M. [T] ne sera pas débouté de ses demandes tendant à voir fixer des récompenses à son profit mais renvoyé à fournir tous justificatifs utiles devant le notaire »
- dans le dispositif du jugement, « renvoie les parties par devant le notaire liquidateur aux fins de voir consacrer et quantifier (ou non) l'ensemble des récompenses effectivement dues »
Il ne peut en outre qu'être constaté que, dans son appel limité, M. [T] ne vise pas le chef du jugement qui « renvoie les parties par devant le notaire liquidateur aux fins de voir consacrer et quantifier (ou non) l'ensemble des récompenses effectivement dues ».
Pour autant, les considérations qui précèdent relèvent de l'effet dévolutif de l'appel ' qu'il appartiendra à la cour d'apprécier - et non de la recevabilité de l'appel formé par M. [T], étant observé que les dispositions de l'article 542 du code de procédure civile ont été parfaitement respectées en l'espèce.
Mme [R] sera en conséquence déboutée de sa demande tendant à voir déclarer l'appel formé par M. [T] irrecevable sur le fondement des dispositions de l'article 542 du code de procédure civile.
L'équité commande de laisser à la charge de chacune des parties les frais irrépétibles qu'elles ont exposés dans cette instance. Mme [R] et M. [T] seront en conséquence déboutés de leur demande respective sur le fondement des dispositions de l'article 700 du code de procédure civile.

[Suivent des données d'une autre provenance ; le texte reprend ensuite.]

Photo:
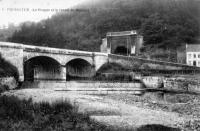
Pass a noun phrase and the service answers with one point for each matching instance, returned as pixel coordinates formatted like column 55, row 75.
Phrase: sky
column 17, row 11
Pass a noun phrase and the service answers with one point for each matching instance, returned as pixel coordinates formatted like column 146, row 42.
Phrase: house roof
column 193, row 47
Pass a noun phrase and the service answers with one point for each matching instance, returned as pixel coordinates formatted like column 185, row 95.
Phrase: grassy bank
column 22, row 115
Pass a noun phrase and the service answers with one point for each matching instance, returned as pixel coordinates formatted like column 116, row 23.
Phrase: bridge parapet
column 132, row 62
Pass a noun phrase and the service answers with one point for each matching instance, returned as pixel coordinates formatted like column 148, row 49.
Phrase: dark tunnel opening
column 122, row 50
column 79, row 69
column 42, row 68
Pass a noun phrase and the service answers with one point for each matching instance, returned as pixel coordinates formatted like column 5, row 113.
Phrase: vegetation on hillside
column 164, row 23
column 7, row 69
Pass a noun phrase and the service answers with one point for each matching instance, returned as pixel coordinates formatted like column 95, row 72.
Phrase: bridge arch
column 79, row 68
column 42, row 68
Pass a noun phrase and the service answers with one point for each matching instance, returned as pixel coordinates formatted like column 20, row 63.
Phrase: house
column 193, row 54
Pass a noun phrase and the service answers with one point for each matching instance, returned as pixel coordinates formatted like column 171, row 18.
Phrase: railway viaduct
column 34, row 62
column 38, row 63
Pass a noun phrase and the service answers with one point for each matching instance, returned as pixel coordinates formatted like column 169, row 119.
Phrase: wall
column 8, row 82
column 132, row 62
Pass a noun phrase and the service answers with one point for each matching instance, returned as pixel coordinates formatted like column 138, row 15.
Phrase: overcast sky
column 17, row 11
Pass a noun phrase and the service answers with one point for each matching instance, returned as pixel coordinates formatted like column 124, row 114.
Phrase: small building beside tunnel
column 122, row 43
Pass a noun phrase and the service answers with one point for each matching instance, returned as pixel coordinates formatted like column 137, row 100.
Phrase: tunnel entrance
column 122, row 50
column 79, row 69
column 42, row 68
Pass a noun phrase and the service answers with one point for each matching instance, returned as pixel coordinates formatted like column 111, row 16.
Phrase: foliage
column 7, row 69
column 167, row 23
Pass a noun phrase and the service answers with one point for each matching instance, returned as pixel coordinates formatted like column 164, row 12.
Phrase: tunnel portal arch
column 121, row 50
column 79, row 68
column 42, row 68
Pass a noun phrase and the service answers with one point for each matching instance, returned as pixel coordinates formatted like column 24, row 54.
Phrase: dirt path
column 107, row 111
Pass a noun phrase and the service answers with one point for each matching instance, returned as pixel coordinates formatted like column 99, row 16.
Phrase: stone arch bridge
column 34, row 62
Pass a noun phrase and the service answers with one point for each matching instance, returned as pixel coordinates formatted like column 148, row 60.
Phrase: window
column 189, row 56
column 194, row 63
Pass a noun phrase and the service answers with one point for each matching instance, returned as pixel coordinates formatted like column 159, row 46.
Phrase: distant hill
column 165, row 23
column 7, row 32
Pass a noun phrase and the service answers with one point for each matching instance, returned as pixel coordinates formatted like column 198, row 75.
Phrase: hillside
column 166, row 24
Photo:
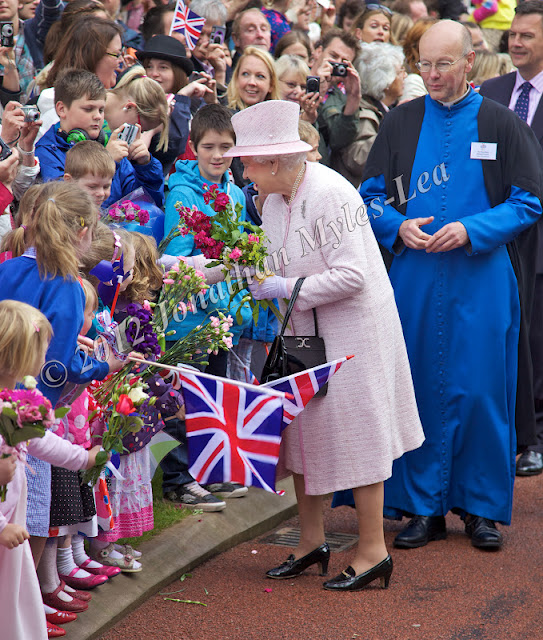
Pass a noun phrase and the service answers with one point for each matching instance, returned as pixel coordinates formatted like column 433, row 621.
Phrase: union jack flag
column 234, row 433
column 303, row 386
column 187, row 23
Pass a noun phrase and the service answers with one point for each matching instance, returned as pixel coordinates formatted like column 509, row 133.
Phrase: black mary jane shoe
column 348, row 581
column 292, row 567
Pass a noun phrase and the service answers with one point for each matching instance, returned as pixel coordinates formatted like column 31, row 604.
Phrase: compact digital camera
column 6, row 34
column 217, row 35
column 5, row 151
column 339, row 69
column 313, row 84
column 32, row 114
column 129, row 133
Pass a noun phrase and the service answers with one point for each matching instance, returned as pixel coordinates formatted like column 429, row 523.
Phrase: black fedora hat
column 167, row 48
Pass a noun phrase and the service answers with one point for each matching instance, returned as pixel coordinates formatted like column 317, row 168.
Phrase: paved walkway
column 445, row 591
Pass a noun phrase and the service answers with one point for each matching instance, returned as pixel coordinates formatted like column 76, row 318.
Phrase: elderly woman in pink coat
column 349, row 438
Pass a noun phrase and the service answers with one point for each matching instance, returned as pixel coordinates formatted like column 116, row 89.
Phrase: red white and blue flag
column 187, row 23
column 303, row 386
column 233, row 432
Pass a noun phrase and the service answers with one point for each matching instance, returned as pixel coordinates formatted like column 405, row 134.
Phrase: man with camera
column 210, row 55
column 250, row 29
column 338, row 93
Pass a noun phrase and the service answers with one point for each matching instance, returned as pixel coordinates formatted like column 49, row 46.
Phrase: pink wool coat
column 369, row 417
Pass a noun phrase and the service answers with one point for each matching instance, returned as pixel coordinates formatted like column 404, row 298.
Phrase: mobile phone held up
column 217, row 35
column 313, row 84
column 128, row 134
column 7, row 38
column 5, row 151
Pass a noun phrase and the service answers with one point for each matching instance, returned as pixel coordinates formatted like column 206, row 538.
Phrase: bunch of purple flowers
column 140, row 332
column 127, row 211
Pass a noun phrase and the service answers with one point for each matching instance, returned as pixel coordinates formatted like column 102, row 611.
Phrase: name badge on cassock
column 483, row 150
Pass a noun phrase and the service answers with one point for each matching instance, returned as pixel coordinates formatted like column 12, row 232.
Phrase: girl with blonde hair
column 292, row 74
column 254, row 80
column 58, row 232
column 24, row 338
column 138, row 99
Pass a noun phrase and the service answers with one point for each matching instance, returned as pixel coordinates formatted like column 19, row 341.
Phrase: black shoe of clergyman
column 530, row 463
column 483, row 532
column 420, row 531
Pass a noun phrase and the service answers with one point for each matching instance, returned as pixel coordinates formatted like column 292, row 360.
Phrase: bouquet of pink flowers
column 127, row 211
column 236, row 244
column 122, row 408
column 224, row 237
column 24, row 414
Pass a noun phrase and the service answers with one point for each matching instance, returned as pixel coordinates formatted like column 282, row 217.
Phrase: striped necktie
column 521, row 108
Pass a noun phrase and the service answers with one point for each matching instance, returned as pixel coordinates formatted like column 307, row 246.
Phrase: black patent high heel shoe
column 349, row 581
column 292, row 567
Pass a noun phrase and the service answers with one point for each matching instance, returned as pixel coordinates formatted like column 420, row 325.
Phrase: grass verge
column 165, row 513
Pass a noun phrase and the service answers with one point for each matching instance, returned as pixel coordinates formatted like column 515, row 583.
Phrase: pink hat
column 267, row 129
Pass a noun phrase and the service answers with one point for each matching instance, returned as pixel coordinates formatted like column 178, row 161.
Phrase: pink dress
column 21, row 606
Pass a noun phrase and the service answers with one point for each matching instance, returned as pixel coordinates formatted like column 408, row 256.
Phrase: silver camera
column 129, row 133
column 7, row 38
column 32, row 114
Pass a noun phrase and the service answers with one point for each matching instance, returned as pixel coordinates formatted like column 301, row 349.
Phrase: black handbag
column 292, row 354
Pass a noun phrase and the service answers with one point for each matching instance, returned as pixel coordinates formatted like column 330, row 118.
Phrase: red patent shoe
column 60, row 617
column 102, row 570
column 54, row 632
column 84, row 596
column 52, row 600
column 90, row 582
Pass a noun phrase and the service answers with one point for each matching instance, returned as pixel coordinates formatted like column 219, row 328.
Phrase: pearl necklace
column 296, row 185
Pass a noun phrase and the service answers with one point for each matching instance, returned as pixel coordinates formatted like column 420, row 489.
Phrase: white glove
column 272, row 287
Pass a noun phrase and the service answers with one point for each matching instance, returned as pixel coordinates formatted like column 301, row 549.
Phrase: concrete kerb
column 179, row 549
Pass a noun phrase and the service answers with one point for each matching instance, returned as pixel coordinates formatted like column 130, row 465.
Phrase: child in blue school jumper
column 80, row 104
column 60, row 219
column 211, row 136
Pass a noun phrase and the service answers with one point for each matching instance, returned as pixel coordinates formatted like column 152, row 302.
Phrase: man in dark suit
column 522, row 91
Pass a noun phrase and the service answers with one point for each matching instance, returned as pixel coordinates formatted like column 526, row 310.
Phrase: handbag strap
column 315, row 321
column 290, row 307
column 291, row 304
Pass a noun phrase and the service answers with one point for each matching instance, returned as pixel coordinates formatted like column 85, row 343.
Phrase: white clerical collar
column 450, row 104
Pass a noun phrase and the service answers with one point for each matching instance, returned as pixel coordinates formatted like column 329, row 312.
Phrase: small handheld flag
column 187, row 23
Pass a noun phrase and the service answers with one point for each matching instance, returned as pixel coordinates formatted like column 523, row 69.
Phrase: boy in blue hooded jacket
column 211, row 135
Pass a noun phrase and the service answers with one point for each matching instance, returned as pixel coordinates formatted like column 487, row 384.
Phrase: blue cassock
column 460, row 314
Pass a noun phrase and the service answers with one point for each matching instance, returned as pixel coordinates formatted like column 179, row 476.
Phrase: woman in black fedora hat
column 165, row 60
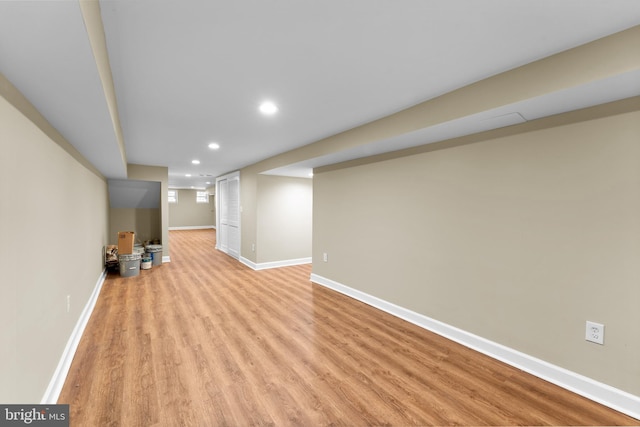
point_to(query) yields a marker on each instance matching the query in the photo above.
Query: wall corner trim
(52, 392)
(607, 395)
(274, 264)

Les dépens de l'incident seront réservés et suivront le sort de ceux de l'appel au fond.
PAR CES MOTIFS
Le conseiller chargé de la mise en état, statuant publiquement, contradictoirement, par décision insusceptible d'être déférée à la cour et après en avoir délibéré conformément à la Loi,
DEBOUTE Mme [R] de sa demande tendant à voir déclarer l'appel formé par M. [T] irrecevable
DEBOUTE les parties de leur demande respective sur le fondement des dispositions de l'article 700 du code de procédure civile
DIT que les dépens de l'incident suivront le sort des dépens d'appel.